Through their interchanges we quickly become immersed in their domestic worlds, lives that may lack material plenty but are rich in many other ways. The Great Famine is still a decade away but the threat from potato blight is addressed. Translations is not an overtly political play, Brian Friel determined to avoid that commenting  that “the play has to do with language and only language … and if it becomes overwhelmed by that political element, it is lost”. However when Hugh’s other, prodigal, son, Owen, returns after a several year absence, the clash of culture between British coloniser and Irish colonised, is revealed. Owen (Colin Morgan, TV’s Merlin) has returned with two English soldiers, the ruthless and patronising cartographer Captain Lancey (accurately represented by Rufus Wright) and the more sympathetic orthographer Lieutenant Yolland (Adetomiwa Edun). Owen is a translator: the soldiers have been tasked with renaming the Irish place names into English. This was initially it seems a virtuous undertaking but the metaphor is clear and, eventually, as you might guess, the army seeks retribution when one of their number goes missing.

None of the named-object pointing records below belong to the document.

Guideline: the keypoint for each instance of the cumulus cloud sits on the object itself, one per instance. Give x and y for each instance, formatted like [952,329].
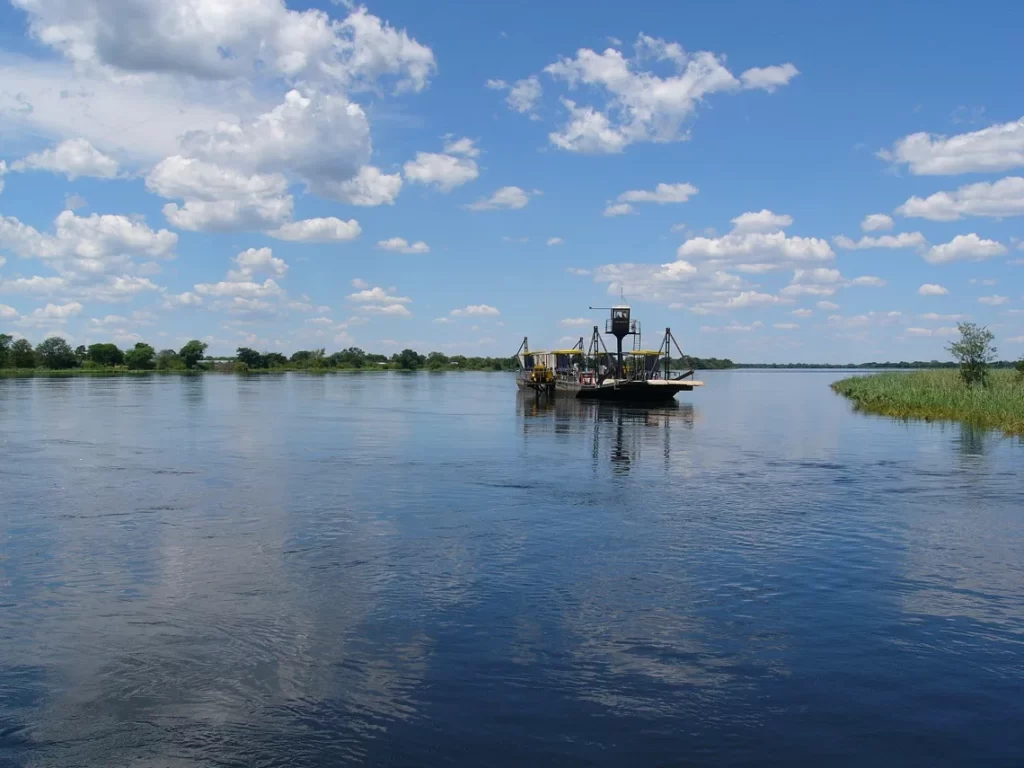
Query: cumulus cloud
[903,240]
[999,199]
[377,295]
[997,147]
[505,198]
[225,39]
[640,105]
[616,209]
[218,199]
[73,158]
[328,229]
[768,78]
[764,247]
[395,310]
[523,94]
[475,310]
[400,245]
[445,170]
[370,186]
[322,138]
[760,221]
[88,245]
[877,221]
[964,248]
[662,194]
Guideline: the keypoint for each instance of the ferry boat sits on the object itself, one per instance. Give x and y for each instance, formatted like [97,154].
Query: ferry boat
[635,375]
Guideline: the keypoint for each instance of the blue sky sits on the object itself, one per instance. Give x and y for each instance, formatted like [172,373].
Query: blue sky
[800,181]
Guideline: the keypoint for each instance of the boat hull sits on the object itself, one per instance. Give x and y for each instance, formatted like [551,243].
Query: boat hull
[608,391]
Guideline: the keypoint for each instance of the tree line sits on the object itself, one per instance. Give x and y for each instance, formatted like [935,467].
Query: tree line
[55,353]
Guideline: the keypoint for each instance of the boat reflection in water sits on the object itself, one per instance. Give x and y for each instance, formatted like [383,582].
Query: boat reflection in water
[620,434]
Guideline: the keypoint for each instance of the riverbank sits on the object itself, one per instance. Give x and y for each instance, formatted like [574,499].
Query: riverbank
[940,395]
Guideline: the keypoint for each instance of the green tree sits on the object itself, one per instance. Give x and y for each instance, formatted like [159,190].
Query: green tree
[437,360]
[974,351]
[4,349]
[22,354]
[105,354]
[168,359]
[193,352]
[250,357]
[140,357]
[56,353]
[408,359]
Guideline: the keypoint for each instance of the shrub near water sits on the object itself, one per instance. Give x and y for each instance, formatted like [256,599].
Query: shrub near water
[941,394]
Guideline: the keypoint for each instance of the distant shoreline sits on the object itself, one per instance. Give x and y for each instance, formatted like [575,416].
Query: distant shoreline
[940,395]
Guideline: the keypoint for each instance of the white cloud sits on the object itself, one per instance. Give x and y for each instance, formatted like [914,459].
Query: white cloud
[588,131]
[400,245]
[997,147]
[997,200]
[377,295]
[876,221]
[445,171]
[474,309]
[52,314]
[225,39]
[321,137]
[173,301]
[88,245]
[759,246]
[241,289]
[73,158]
[219,199]
[35,285]
[760,221]
[328,229]
[964,248]
[506,197]
[617,209]
[257,260]
[524,95]
[903,240]
[662,194]
[370,186]
[398,310]
[769,78]
[464,145]
[733,328]
[640,105]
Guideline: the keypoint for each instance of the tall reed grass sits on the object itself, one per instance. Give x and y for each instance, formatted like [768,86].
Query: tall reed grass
[941,395]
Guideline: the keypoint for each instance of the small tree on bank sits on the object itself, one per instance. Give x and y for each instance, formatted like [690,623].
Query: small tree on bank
[193,352]
[974,351]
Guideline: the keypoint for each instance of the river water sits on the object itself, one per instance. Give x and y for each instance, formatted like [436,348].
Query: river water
[429,569]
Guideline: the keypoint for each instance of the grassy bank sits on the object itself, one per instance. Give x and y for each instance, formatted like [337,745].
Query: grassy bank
[941,395]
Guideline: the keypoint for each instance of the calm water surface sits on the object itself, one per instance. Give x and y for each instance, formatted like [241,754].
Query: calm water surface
[414,569]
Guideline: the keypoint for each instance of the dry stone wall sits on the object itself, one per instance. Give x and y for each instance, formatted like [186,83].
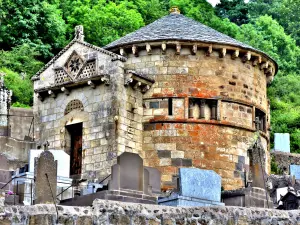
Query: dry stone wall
[283,160]
[117,213]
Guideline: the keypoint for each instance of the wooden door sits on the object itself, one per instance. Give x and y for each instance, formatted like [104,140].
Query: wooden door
[76,148]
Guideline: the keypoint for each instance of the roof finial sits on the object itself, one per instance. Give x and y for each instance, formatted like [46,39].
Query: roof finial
[174,10]
[79,33]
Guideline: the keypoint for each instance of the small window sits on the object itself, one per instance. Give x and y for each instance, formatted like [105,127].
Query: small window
[260,120]
[74,104]
[203,108]
[154,105]
[170,106]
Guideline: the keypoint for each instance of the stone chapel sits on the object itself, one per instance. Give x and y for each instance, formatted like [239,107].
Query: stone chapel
[176,92]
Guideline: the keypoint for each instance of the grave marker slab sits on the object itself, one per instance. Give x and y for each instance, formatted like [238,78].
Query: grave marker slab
[45,164]
[5,174]
[63,161]
[282,142]
[197,187]
[295,171]
[130,182]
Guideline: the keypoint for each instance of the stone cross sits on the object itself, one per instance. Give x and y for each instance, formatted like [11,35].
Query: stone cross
[45,176]
[79,35]
[46,145]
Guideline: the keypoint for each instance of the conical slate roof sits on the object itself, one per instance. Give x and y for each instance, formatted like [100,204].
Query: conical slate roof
[180,28]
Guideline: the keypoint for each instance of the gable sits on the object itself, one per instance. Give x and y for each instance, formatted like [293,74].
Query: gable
[77,61]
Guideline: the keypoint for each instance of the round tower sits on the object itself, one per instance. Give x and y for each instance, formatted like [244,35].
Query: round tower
[209,89]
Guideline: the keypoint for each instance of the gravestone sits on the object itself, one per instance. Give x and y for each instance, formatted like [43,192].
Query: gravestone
[130,182]
[295,171]
[197,187]
[282,142]
[131,174]
[62,158]
[5,173]
[154,179]
[45,174]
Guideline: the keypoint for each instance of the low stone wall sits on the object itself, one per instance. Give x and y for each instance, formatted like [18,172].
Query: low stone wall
[15,151]
[117,213]
[284,160]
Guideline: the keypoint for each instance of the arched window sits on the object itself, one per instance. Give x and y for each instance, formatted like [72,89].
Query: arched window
[74,104]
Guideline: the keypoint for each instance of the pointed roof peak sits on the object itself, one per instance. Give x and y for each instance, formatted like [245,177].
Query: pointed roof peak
[177,27]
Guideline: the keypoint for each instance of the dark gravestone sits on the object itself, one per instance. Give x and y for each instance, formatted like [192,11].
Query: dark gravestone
[130,182]
[45,173]
[197,187]
[5,174]
[154,179]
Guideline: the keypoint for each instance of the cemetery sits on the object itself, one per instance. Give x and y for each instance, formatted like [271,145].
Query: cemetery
[167,127]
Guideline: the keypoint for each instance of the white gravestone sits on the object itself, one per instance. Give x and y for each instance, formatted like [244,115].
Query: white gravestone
[63,161]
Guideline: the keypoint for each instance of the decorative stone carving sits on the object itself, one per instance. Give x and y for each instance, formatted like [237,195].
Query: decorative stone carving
[163,48]
[148,48]
[247,57]
[223,52]
[74,65]
[194,49]
[79,35]
[105,79]
[209,50]
[235,54]
[178,48]
[74,104]
[134,50]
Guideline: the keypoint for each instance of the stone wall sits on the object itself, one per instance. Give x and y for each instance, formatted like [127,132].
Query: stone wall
[111,114]
[283,160]
[20,123]
[176,135]
[117,213]
[15,151]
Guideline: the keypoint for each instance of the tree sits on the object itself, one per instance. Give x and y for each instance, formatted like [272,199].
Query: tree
[267,35]
[285,108]
[34,22]
[19,65]
[106,22]
[234,10]
[21,59]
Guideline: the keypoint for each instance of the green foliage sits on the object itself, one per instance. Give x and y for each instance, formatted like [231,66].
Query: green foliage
[105,21]
[22,88]
[234,10]
[285,107]
[31,21]
[274,167]
[19,65]
[266,34]
[21,59]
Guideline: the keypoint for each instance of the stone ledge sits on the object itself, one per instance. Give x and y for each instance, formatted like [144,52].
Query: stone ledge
[111,212]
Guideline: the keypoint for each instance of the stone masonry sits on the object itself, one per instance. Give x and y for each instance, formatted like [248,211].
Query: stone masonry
[116,213]
[183,96]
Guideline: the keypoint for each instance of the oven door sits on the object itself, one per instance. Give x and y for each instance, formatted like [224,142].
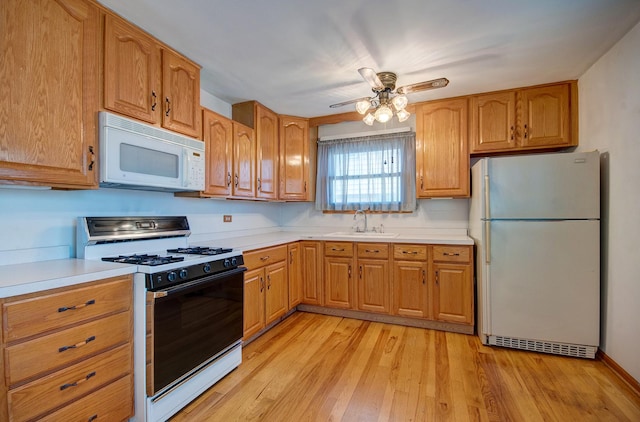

Now Mr Friel’s brilliant central conceit is to have both the English and Irish characters speaking in English. The two English officers speak no Gaelic, though Yolland as he falls in love with both country and Maire, tries to learn. Owen, initially misnamed Roland by the officers, picks his way carefully through his translations. And, it transpires, that a number of the Irish contingent know a great deal more English that they are letting on.

Hopefully my brief description should persuade you just how elegantly, and cleverly, constructed Mr Friel’s play is. But it doesn’t stop there. In scene after scene and line after line, he patiently, but insistently, drives his points home. Even so these characters are no mere ciphers; there is plenty of emotion too. The love scene, ostensibly in two different languages, between Maire and Yolland, is very affecting, Sarah’s yearning for Manus which echoes it, Manus’s flight when he realises there is nothing left for him in Ballybeg,, Hugh’s demons fuelled by drink, Owen’s cultural ambivalence; everyone has a story to tell, and not just in words.

Ian Rickson is as sure-footed in his direction of the marvellous cast as you could wish for though there are moments of over-deliberation. Neil Austin’s lighting, Ian Dickinson’s sound design and the music of Stephen Warbeck all stand out,  and a big hurrah for the voice work of Charmian Hoare and Jeanette Nelson and to dialect coach Majella Hurley, this being a play about language.